Under Veterans Administration suicide watch, you are placed on a bed in the center of a room. And a worker sits nearby and eyes you all night, after telling you to relax and get some sleep.

The current practice is to treat the injury, not prevent it. Preventing PTSD would be simple: Don’t send people to war. Treating the injury is more difficult, and currently, the VA’s efforts are a failure.

According to the Department of Veterans Affairs, each day 22 soldiers from America’s present wars in Iraq and Afghanistan commit suicide. There are no such statistics for Vietnam veterans, although estimates from prominent doctors and organizations range from tens of thousands to hundreds of thousands.

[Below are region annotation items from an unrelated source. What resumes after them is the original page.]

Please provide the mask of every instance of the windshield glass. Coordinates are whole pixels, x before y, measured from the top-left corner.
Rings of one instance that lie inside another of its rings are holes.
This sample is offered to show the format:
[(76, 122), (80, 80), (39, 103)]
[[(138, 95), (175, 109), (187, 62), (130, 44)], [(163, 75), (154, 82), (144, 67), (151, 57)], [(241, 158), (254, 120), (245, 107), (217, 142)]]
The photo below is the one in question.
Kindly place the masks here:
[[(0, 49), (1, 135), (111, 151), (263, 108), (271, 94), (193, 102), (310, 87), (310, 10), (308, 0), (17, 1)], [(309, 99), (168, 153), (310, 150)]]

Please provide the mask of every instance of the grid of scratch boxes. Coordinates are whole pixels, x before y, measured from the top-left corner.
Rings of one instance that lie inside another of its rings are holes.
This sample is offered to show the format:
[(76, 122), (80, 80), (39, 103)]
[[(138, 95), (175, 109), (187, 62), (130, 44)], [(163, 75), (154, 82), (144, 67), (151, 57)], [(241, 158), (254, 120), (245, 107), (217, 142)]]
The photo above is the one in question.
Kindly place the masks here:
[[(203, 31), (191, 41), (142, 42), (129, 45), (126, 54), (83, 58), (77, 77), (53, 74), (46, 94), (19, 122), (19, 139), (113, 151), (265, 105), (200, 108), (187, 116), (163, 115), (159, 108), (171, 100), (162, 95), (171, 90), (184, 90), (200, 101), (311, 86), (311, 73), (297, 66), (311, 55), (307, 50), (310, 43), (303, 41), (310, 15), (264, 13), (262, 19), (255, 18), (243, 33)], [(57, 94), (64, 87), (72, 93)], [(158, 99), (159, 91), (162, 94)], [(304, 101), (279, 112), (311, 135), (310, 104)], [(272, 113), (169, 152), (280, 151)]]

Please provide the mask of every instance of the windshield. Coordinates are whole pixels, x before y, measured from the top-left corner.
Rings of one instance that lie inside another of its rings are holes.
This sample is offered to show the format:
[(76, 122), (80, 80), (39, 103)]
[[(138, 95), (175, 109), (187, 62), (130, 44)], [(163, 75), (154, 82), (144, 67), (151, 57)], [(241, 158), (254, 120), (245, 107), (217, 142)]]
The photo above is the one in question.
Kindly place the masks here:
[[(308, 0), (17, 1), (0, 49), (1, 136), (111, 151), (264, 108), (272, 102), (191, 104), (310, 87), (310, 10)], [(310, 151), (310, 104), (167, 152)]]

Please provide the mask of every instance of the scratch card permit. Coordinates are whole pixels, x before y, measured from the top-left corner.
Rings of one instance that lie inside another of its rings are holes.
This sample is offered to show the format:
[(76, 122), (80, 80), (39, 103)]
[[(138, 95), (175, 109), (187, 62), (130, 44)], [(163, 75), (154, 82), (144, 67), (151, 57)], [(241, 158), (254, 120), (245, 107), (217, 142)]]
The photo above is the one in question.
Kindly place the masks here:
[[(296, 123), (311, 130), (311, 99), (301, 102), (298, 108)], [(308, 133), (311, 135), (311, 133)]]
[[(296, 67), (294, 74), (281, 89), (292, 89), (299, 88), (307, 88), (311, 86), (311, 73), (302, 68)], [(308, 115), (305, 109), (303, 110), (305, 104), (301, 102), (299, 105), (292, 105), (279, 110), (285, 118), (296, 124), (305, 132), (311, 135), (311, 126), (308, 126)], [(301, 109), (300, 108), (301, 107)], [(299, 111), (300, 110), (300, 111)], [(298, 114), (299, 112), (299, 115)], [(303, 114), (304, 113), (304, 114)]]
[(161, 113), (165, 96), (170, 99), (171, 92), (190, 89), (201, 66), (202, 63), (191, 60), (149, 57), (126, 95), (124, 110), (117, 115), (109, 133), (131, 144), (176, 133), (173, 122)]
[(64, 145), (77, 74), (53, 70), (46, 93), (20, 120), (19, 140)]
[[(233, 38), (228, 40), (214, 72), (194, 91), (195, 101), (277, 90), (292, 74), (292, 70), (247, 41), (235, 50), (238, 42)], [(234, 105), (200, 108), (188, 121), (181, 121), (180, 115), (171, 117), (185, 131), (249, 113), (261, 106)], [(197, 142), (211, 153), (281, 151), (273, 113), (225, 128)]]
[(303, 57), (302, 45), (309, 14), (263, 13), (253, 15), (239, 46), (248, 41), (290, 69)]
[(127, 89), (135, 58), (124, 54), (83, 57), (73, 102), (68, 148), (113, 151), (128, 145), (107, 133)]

After the attempted amputation, I started traveling to Vietnam as therapy, at the suggestion of a VA psychologist. The VA has found that returning to the scene of the crime offers some benefit. And it does, at least for me. I remember the devastation of war, the time I cradled a young North Vietnamese Army soldier in my arms trying desperately to hold him together as he died. I vowed to never injure another creature. I cannot shake that image, or many other images and emotions. Traveling to Vietnam shows that the country has moved on. The people are extremely pleasant and hold no animosity towards us. With an average age of just 28, most Vietnamese do not even remember the war. It helps so much that I visit often and even write for a Vietnamese magazine in Hanoi called Vietnam Cultural Window. There are, however, risks involved: The smallest of incidents — seeing a kid in a village, eating a certain kind of food or encountering certain smells, like diesel — can cause flashbacks that place me back into the war leaving me short of breath, depressed and often bundled on the floor or leaning against the wall and sobbing uncontrollably. I am overwhelmed with the guilt of injuring people whose only crime was wanting the freedom to have their own country.

Veterans with PTSD are assigned to a special team” at the VA for routine medical care, where doctors are aware of potential suicide risk and trained to recognize it.

During my last trip to Vietnam, in October 2012, something triggered my depression. I am much more fortunate than soldiers new to the injury. Usually, if I know the trigger I simply continue with my life; but this time I could not figure it out. That is when things get dangerous.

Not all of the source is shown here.